I tried to run a spark job on a yarn cluster written in Scala, and run into this error:
[!##$% spark-1.0.0-bin-hadoop2]$ export HADOOP_CONF_DIR="/etc/hadoop/conf"
[!##$% spark-1.0.0-bin-hadoop2]$ ./bin/spark-submit --class "SimpleAPP" \
> --master yarn-client \
> test_proj/target/scala-2.10/simple-project_2.10-0.1.jar
Spark assembly has been built with Hive, including Datanucleus jars on classpath
Exception in thread "main" java.lang.ClassNotFoundException: SimpleAPP
at java.net.URLClassLoader$1.run(URLClassLoader.java:366)
at java.net.URLClassLoader$1.run(URLClassLoader.java:355)
at java.security.AccessController.doPrivileged(Native Method)
at java.net.URLClassLoader.findClass(URLClassLoader.java:354)
at java.lang.ClassLoader.loadClass(ClassLoader.java:425)
at java.lang.ClassLoader.loadClass(ClassLoader.java:358)
at java.lang.Class.forName0(Native Method)

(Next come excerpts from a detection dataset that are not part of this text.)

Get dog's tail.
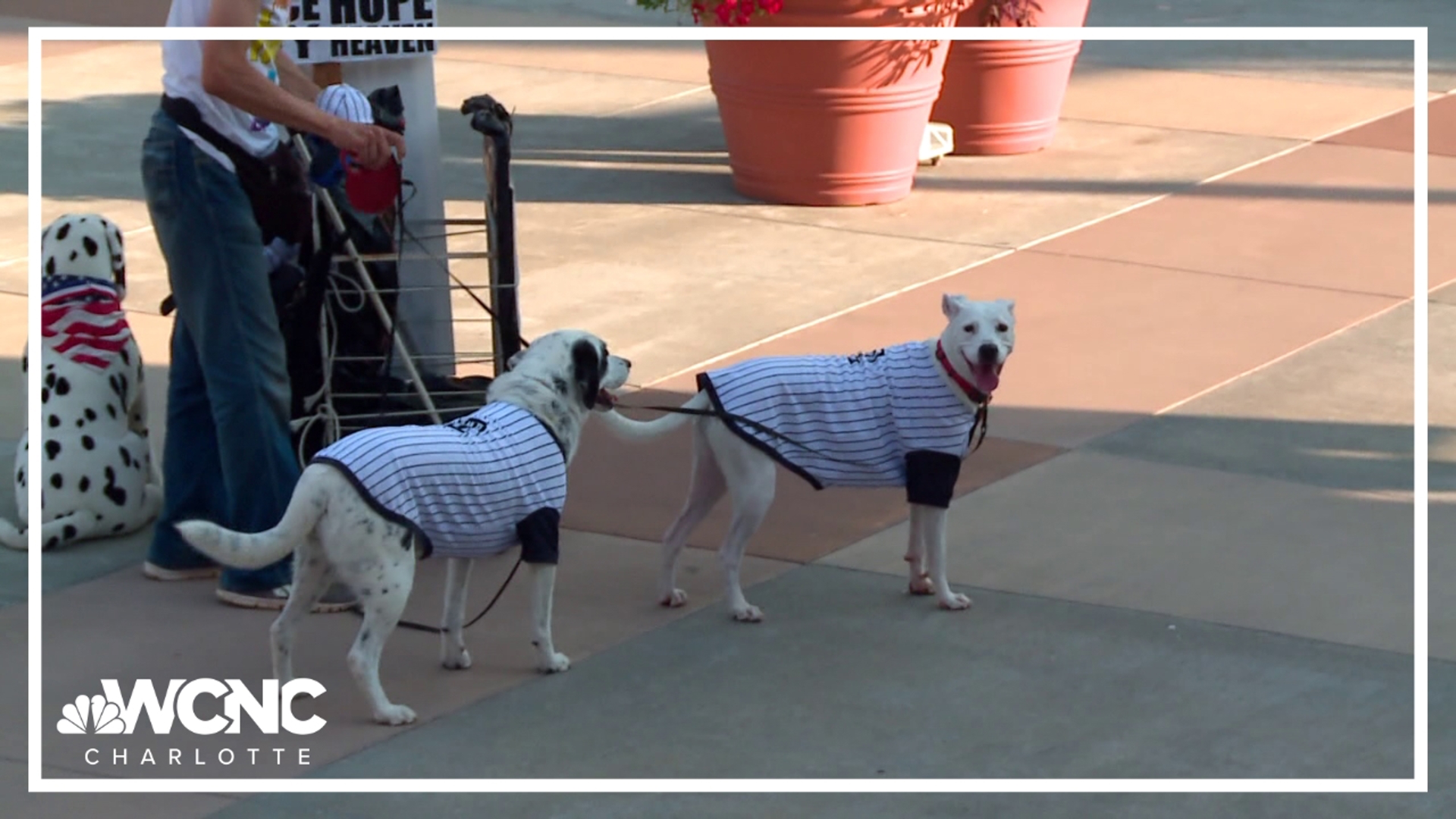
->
[597,392,709,440]
[176,466,328,568]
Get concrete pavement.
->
[0,2,1456,817]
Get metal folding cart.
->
[284,95,521,463]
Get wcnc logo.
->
[55,678,326,736]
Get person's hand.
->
[326,120,405,169]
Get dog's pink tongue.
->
[971,364,1000,395]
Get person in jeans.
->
[141,0,405,610]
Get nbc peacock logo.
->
[55,694,127,735]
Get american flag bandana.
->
[41,275,131,370]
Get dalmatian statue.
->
[0,213,162,549]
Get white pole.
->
[288,0,454,375]
[342,57,454,375]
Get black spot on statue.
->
[100,466,127,506]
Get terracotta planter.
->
[704,0,970,206]
[930,0,1089,155]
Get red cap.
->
[344,155,400,213]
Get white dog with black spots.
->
[0,213,162,549]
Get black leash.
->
[344,96,530,634]
[608,397,992,466]
[366,558,521,634]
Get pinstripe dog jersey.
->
[312,400,566,563]
[698,341,977,506]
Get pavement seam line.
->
[1153,283,1426,419]
[815,563,1426,664]
[641,93,1429,389]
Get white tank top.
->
[313,400,566,558]
[162,0,291,171]
[698,341,975,490]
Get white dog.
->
[177,331,632,726]
[603,294,1016,623]
[0,213,162,549]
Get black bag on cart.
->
[280,89,491,463]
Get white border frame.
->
[27,27,1429,792]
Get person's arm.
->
[202,0,405,166]
[275,51,323,102]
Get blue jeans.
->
[141,111,300,593]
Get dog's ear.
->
[100,217,127,299]
[940,293,965,319]
[571,338,601,410]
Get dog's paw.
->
[374,705,415,726]
[940,593,971,612]
[440,647,470,672]
[733,604,763,623]
[537,651,571,673]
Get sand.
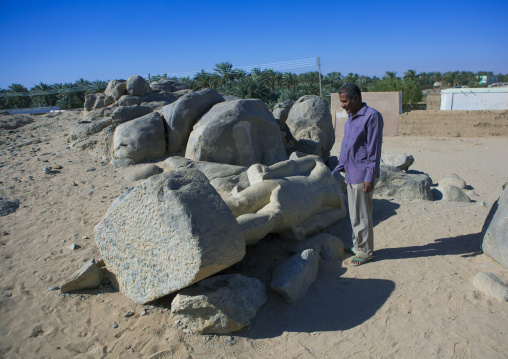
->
[0,112,508,358]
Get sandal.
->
[349,256,372,267]
[344,247,355,255]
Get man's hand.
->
[363,182,374,193]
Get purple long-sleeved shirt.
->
[333,103,383,184]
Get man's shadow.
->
[325,198,400,248]
[235,262,395,339]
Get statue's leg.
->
[225,181,277,217]
[279,206,347,241]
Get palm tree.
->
[194,70,213,90]
[383,71,397,79]
[213,61,236,88]
[30,82,57,107]
[282,72,298,90]
[4,84,30,108]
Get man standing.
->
[333,83,383,266]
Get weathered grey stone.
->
[272,100,295,129]
[84,94,98,111]
[171,274,266,334]
[374,165,434,201]
[482,186,508,268]
[224,152,347,244]
[381,151,415,171]
[111,105,152,124]
[93,93,106,109]
[185,100,287,166]
[432,184,471,202]
[60,258,103,293]
[111,158,136,168]
[126,75,152,96]
[0,198,19,216]
[473,272,508,302]
[124,163,161,182]
[150,80,174,92]
[270,249,319,303]
[113,112,166,163]
[161,89,224,153]
[70,125,115,162]
[95,169,245,303]
[298,233,344,261]
[83,107,115,122]
[104,80,127,101]
[118,92,178,106]
[67,117,113,142]
[162,156,250,196]
[437,173,466,189]
[286,95,335,161]
[0,115,34,130]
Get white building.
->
[441,87,508,111]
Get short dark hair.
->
[339,82,362,102]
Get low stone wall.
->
[398,110,508,137]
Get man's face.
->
[339,93,361,115]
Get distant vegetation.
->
[0,62,508,109]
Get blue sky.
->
[0,0,508,88]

at java.lang.Class.forName(Class.java:270)
at org.apache.spark.deploy.SparkSubmit$.launch(SparkSubmit.scala:289)
at org.apache.spark.deploy.SparkSubmit$.main(SparkSubmit.scala:55)
at org.apache.spark.deploy.SparkSubmit.main(SparkSubmit.scala)
And this is my sbt file:
[!##$% test_proj]$ cat simple.sbt
name := "Simple Project"
version := "0.1"
scalaVersion := "2.10.4"
libraryDependencies += "org.apache.spark" %% "spark-core" % "1.0.0"
// We need to be able to write Avro in Parquet
// libraryDependencies += "com.twitter" % "parquet-avro" % "1.3.2"
resolvers += "Akka Repository" at "http://repo.akka.io/releases/"
this is my SimpleApp.scala program, it is the canonical one:
import org.apache.spark.SparkContext
import org.apache.spark.SparkContext._
import org.apache.spark.SparkConf
object SimpleApp{
def main(args: Array[String]) {
val logFile = "/home/myname/spark-1.0.0-bin-hadoop2/README.md" // Should be some file on your system
val conf = new SparkConf().setAppName("Simple Application")
val sc = new SparkContext(conf)
val logData = sc.textFile(logFile, 2).cache()
val numAs = logData.filter(line => line.contains("a")).count()
val numBs = logData.filter(line => line.contains("b")).count()
println("Lines with a: %s, Lines with b: %s".format(numAs, numBs))
}
}
sbt package is as following:
[!##$% test_proj]$ sbt package
[info] Set current project to Simple Project (in build file:/home/myname/spark-1.0.0-bin-hadoop2/test_proj/)
[info] Compiling 1 Scala source to /home/myname/spark-1.0.0-bin-hadoop2/test_proj/target/scala-2.10/classes...
[info] Packaging /home/myname/spark-1.0.0-bin-hadoop2/test_proj/target/scala-2.10/simple-project_2.10-0.1.jar ...
[info] Done packaging.
[success] Total time: 12 s, completed Mar 3, 2015 10:57:12 PM
As suggested, I did the following:
jar tf simple-project_2.10-0.1.jar | grep .class
Something as followed shows up:
SimpleApp$$anonfun$1.class
SimpleApp$.class
SimpleApp$$anonfun$2.class
SimpleApp.class
Verify if the name is SimpleAPP in the jar.
Do this:
jar tf simple-project_2.10-0.1.jar | grep .class
And check if the name of the class is right.